Making a parser

I was wondering if anyone had any advice, on making a parser? Unlike the other question, I wouldn't want to use a library like nom, or rust_lex, I would like to implement the full process myself. I've had a look at the source code for both pulldown-cmark, and Sassers, but it hard to determine how to do it just from source code. Any articles, that are more theoretical, or rust specific would be a big help.

3 Likes

Hi Aarone, perhaps you would find some inspiration here? I believe Nicholas even references a number of other existing Rust parser generators from his article. I know it's not exactly the kind of advice you were after but I still hope you may find a pointer to that article useful.

Would you like to implement a parser generator, or a hand-written recursive descent parser?

In the latter case, you can take a look at the Rust parser itself. It is big, but quite readable. Here is an entry point.

As for the theoretical coverage of parsing, the Dragon Book is a good read.

I have written one and a half libraries with manual parsing in Rust and hopefully my observations here will be helpful :slight_smile:

There are basically two approaches for designing an API of a parser which affect its implementation greatly. These approaches are usually called pull parsers and push parsers. The former consume an input stream (usually bytes or Unicode code points) and produce a stream of events which the user then can consume gradually, by need. They are also sometimes called streaming parsers. The latter consume an input stream and invoke callbacks which were configured upon the instantiation of the parser. These callbacks correspond to different kinds of content in the input document.

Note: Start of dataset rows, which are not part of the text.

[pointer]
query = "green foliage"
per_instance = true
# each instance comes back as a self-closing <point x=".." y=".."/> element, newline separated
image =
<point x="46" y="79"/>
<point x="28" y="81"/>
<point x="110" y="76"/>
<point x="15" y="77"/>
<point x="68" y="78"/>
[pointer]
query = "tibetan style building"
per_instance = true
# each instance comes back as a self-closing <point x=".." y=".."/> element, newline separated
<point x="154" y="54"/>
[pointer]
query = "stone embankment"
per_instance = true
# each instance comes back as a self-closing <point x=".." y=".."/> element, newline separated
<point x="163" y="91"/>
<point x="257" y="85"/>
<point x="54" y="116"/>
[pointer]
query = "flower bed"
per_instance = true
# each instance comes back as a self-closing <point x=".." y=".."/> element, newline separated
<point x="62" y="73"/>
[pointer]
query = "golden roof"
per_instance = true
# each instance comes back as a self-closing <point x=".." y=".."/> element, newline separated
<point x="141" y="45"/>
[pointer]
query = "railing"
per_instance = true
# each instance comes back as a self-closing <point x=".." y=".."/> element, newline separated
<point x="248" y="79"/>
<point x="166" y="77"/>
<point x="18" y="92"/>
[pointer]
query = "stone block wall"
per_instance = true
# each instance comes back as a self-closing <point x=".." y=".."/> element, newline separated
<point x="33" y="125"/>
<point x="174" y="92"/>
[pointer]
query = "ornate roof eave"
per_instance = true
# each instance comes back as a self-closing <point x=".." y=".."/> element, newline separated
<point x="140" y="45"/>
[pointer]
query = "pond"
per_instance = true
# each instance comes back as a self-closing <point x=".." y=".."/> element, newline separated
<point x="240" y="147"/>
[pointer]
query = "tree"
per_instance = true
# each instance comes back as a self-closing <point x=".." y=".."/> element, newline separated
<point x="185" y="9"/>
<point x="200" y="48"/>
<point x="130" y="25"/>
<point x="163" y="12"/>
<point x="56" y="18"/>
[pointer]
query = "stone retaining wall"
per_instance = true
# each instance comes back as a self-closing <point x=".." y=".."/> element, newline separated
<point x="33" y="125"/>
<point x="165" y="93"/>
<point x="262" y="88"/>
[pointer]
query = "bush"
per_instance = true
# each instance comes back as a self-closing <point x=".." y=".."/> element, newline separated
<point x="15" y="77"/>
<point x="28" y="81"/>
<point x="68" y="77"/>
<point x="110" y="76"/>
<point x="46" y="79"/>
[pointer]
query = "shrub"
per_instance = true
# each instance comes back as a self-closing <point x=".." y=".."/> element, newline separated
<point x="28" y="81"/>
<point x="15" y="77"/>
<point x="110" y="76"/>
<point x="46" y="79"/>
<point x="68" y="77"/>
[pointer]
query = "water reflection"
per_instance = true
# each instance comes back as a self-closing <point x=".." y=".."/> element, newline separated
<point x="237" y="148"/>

Note that it is trivial to write a push parser if you have a pull parser at hand, but it is very hard to write a pull parser using a push parser without losing "streamingness", that is, the need to consume the whole input stream beforehand. However, pull parsers are harder to write because you need to invent a way to keep the state of your parser between pull attempts. Therefore, some kind of state machine is usually used to hold the state of the parser.

Most of document formats (XML, JSON, TOML, YAML, you name it) usually support DOM representation, that is, a tree structure (or possibly a graph, in YAML, for example) which directly encodes different parts of input document. It is trivial to write a parser which produces a DOM tree if you have either pull or push parser - you need to consume the whole stream to construct a DOM, and both approaches work fine for this. If you only need a DOM representation of the input document, you may combine combine push parsing with DOM construction, effectively inlining closures for events and constructing DOM objects directly.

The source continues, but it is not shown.